Cola. - In queste condizioni, Cola, un giovinetto nato nel rione del Tevere nel 1313 da un taverniere e da una lavandaia od acquaiola, fattosi, da mezzo contadino che era, da sè, archeologo, notaio, si vide ucciso il fratello da quei miserabili che erano al governo, o meglio, allo sgoverno di Roma.
Allora egli, che, come dice l'Anonimo storico, avea nella bocca sempre un riso fantastico, e già, meditando sui libri antichi e sui monumenti eloquenti di Roma, aveva pianto sulle sue miserie e spesso esclamato con quel suo strano sorriso: "Dove sono i buoni Romani dei vecchi tempi? Dove è la loro giustizia?", fu preso da un'irresistibile fantasia, come confessò poi (Lettera a Carlo IV, documento 33 nel Papencordt), di intraprendere coll'opera ciò che aveva imparato prima leggendo.

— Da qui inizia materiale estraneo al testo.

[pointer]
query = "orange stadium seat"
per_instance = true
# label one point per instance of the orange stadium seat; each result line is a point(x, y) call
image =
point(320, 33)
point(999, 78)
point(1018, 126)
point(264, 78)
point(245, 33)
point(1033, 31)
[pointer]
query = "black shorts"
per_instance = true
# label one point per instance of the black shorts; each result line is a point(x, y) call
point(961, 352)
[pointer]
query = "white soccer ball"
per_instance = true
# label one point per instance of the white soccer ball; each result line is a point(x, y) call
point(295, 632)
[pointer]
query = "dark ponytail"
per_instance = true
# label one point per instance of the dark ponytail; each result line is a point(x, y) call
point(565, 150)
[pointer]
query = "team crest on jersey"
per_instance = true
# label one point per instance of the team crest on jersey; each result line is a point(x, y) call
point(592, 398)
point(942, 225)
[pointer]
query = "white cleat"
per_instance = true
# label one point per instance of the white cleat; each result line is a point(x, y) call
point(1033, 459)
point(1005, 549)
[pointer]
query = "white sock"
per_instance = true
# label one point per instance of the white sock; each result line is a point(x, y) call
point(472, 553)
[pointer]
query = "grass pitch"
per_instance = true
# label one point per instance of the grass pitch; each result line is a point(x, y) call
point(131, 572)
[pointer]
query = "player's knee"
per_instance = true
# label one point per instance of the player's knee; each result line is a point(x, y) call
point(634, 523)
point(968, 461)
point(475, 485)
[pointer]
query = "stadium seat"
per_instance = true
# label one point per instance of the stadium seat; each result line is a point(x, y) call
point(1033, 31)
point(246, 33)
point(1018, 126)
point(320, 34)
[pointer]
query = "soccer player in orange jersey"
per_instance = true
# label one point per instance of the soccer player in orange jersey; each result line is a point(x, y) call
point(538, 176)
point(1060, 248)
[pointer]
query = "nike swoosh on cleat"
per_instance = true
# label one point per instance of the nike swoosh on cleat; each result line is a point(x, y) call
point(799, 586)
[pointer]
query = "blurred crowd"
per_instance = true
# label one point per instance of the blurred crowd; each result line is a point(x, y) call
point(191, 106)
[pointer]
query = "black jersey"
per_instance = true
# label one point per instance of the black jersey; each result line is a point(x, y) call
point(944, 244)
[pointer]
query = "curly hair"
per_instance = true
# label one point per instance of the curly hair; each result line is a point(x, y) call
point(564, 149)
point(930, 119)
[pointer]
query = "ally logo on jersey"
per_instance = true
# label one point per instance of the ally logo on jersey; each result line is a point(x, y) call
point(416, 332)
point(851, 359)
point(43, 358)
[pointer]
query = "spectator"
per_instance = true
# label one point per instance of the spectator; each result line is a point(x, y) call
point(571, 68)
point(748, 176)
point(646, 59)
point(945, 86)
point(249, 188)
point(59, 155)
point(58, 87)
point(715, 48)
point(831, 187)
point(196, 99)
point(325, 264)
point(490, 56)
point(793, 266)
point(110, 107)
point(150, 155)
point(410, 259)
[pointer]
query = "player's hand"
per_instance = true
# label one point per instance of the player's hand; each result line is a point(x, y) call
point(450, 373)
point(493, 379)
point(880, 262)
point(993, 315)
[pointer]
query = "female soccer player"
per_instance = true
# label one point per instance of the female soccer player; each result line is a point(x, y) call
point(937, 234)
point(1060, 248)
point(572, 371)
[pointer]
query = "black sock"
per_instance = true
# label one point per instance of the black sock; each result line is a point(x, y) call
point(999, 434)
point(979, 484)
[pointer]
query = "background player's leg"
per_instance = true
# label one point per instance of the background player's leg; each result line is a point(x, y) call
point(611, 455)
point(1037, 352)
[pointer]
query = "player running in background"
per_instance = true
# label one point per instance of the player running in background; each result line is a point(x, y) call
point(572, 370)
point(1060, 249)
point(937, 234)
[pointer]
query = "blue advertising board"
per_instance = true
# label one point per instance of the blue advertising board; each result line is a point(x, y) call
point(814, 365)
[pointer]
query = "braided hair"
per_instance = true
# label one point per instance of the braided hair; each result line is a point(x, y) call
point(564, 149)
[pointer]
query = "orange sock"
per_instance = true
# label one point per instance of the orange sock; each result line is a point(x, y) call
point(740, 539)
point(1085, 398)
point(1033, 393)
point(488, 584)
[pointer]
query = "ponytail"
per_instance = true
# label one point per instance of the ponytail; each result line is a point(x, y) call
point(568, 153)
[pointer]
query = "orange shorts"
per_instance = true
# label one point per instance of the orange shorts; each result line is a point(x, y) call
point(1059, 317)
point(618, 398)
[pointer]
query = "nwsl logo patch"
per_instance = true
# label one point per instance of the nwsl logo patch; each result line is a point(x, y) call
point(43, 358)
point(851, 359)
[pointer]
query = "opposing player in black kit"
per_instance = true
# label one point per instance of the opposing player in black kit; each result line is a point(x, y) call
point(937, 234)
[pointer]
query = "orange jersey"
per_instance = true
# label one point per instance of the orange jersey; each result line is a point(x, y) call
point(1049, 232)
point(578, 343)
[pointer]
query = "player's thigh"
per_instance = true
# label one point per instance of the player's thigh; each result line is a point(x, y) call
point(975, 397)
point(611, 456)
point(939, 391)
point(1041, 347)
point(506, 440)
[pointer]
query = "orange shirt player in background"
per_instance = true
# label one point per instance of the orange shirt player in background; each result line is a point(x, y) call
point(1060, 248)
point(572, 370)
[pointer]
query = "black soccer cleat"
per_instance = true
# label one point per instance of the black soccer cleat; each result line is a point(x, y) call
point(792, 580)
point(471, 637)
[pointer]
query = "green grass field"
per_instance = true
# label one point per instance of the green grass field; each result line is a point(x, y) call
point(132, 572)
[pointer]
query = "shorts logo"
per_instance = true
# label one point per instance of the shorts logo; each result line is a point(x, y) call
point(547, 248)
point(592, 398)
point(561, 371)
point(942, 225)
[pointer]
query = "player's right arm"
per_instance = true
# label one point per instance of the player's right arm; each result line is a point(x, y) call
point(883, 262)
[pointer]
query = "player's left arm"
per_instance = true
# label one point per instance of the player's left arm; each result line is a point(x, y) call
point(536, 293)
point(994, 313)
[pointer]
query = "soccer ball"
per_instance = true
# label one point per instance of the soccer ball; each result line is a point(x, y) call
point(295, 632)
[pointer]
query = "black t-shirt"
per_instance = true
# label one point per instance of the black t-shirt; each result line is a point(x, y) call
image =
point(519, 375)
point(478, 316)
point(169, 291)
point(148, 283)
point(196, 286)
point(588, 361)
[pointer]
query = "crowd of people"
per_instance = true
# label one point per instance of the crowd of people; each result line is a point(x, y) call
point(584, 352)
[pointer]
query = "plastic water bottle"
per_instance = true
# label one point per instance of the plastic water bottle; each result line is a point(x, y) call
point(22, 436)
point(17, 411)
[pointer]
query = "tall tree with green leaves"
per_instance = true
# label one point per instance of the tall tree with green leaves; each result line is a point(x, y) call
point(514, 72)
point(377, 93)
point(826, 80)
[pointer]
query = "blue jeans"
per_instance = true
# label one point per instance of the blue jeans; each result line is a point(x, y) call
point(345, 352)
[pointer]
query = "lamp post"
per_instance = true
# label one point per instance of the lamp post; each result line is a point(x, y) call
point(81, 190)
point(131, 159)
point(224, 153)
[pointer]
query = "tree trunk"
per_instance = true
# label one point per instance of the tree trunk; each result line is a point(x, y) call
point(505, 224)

Come notaio si dà a proteggere i pupilli e le vedove, e assume il curioso titolo di loro Console, così come si davano a' suoi tempi i Consoli dei falegnami, dei lanaioli, ecc.

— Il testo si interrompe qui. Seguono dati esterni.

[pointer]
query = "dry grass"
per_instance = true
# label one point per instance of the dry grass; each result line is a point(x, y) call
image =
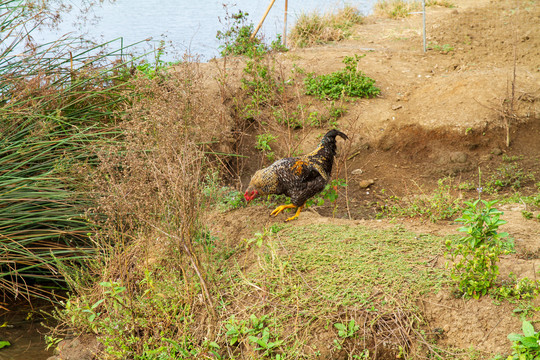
point(397, 8)
point(404, 8)
point(314, 28)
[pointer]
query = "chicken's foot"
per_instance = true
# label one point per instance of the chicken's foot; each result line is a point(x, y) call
point(297, 213)
point(281, 208)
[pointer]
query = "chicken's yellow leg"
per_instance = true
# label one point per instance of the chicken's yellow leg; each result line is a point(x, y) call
point(281, 208)
point(297, 213)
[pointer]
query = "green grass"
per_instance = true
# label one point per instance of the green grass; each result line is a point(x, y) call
point(56, 108)
point(306, 278)
point(348, 265)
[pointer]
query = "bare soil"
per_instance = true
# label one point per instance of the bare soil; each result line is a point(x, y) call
point(439, 114)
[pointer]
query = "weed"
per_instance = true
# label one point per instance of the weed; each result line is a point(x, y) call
point(255, 332)
point(237, 40)
point(236, 37)
point(263, 144)
point(347, 330)
point(526, 346)
point(347, 82)
point(476, 255)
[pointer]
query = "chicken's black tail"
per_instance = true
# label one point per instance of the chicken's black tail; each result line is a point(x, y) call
point(333, 133)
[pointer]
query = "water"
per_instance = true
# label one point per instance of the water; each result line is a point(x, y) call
point(185, 25)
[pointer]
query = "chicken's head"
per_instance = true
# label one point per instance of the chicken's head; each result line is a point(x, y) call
point(250, 194)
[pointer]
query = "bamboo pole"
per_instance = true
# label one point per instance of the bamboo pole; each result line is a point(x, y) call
point(424, 23)
point(262, 20)
point(285, 23)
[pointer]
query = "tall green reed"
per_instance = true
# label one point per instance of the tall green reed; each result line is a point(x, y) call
point(58, 105)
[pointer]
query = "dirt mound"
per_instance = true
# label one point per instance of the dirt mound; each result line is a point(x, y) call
point(440, 114)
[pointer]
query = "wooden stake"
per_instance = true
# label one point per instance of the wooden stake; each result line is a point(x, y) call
point(285, 24)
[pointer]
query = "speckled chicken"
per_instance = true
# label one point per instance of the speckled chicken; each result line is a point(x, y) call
point(297, 177)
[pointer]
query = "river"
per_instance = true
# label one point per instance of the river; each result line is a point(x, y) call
point(185, 25)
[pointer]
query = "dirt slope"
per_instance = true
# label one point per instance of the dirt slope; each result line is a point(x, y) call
point(439, 114)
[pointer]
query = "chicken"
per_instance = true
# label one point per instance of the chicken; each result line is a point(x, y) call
point(297, 177)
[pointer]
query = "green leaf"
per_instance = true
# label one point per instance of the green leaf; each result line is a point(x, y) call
point(528, 329)
point(530, 342)
point(515, 337)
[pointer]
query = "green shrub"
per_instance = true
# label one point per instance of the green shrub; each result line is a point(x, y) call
point(526, 346)
point(476, 255)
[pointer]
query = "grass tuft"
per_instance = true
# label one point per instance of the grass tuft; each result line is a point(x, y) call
point(314, 28)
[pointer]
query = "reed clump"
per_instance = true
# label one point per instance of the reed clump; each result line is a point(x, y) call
point(56, 107)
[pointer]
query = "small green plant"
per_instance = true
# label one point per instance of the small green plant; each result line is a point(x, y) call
point(263, 144)
point(347, 330)
point(330, 193)
point(526, 346)
point(236, 37)
point(256, 332)
point(349, 82)
point(476, 255)
point(265, 343)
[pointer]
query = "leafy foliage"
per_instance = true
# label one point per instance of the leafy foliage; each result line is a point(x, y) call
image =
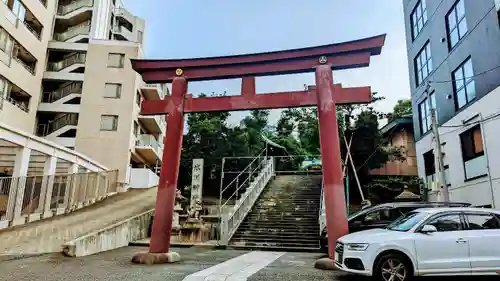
point(210, 137)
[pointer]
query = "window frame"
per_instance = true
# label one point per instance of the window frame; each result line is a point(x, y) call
point(121, 64)
point(118, 93)
point(470, 132)
point(426, 49)
point(456, 28)
point(426, 105)
point(421, 7)
point(465, 83)
point(440, 215)
point(467, 222)
point(115, 123)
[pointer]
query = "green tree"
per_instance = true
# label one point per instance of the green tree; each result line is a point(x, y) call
point(402, 108)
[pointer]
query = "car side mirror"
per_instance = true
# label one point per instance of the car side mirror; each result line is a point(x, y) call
point(356, 224)
point(428, 229)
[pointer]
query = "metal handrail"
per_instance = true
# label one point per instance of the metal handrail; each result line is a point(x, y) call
point(230, 221)
point(73, 5)
point(25, 65)
point(248, 167)
point(75, 87)
point(82, 28)
point(37, 34)
point(64, 120)
point(22, 106)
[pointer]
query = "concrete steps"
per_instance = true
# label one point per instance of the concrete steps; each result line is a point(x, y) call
point(48, 236)
point(285, 217)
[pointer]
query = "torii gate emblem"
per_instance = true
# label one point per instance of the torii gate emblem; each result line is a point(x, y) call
point(325, 95)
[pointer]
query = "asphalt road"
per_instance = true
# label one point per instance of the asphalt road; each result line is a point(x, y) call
point(116, 265)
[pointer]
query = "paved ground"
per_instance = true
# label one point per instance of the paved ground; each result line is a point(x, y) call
point(48, 235)
point(116, 265)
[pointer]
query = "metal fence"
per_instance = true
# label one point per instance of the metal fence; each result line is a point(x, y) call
point(35, 197)
point(298, 164)
point(239, 195)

E però, notisi, usava una penna d'argento, dicendo che tale era la nobiltà del suo ufficio da dovervisi adoperare solo quel metallo il che - a chi ben consideri, tradisce quella doppia passione dei simboli e del lusso, che poi tanto in lui giganteggiò - essendo chiaro che quell'ufficio si può esercitare nobilmente anche con una penna..... d'oca.
Nel 1343, in una delle molte rivoluzioncelle che eran abituali a quell'epoca, la plebe avea tentato abbattere il Senato, creando il Governo dei tredici sotto l'autorità papale.
In quella occasione il Cola fu mandato ad Avignone come oratore del popolo, e là vivamente dipinse le tristezze di Roma, e colla franca e potente eloquenza colpiva e seduceva i freddi prelati, da cui ottenne la nomina di notaio della Camera Urbana (1344).